China-Nexus Cyber Spies Velvet Ant Exploit Cisco Zero-Day to Execute Malicious Code

Published on July 2, 2024
Written by:
Lore Apostol
Lore Apostol
Infosec Writer & Editor

A China-nexus cyber-espionage group has been observed exploiting a zero-day vulnerability in Cisco NX-OS Software to deliver malware, a Sygnia report says, attributing the exploit to the Velvet Ant threat actor. The newly discovered CVE-2024-20399 command injection flaw affects a wide range of Cisco Nexus switches, for which this operating system is specifically used.

NX-OS is based on a Linux kernel but provides its own set of commands using the NX-OS CLI. An attacker would need a “jailbreak” type of vulnerability to escape the NX-OS CLI context and execute commands on the Linux OS from the Switch management console, and CVE-2024-20399 permits arbitrary code execution leveraging valid administrator credentials.

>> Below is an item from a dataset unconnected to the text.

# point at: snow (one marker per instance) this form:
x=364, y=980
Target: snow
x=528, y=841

The cybercriminal group exploited this vulnerability as a ‘zero-day’ and executed commands on the Cisco Nexus devices’ operating system to deploy previously unknown custom malware, which permitted remote access to the compromised devices, uploading additional files, and remote code executions.

This medium-severity vulnerability impacts MDS 9000 Series Multilayer, Nexus 3000 Series, Nexus 5500 Platform, Nexus 5600 Platform, Nexus 6000 Series, Nexus 7000 Series, and Nexus 9000 Series switches in standalone NX-OS mode.

Velvet Ant was seen compromising Internet-exposed legacy F5 BIG-IP appliances to maintain access to the target network of an unnamed organization located in East Asia for about three years. The threat actor achieved remarkable persistence within the environment of one victim company and hijacked execution flow via DLL search order hijacking, Phantom DLL loading, and DLL sideloading for espionage.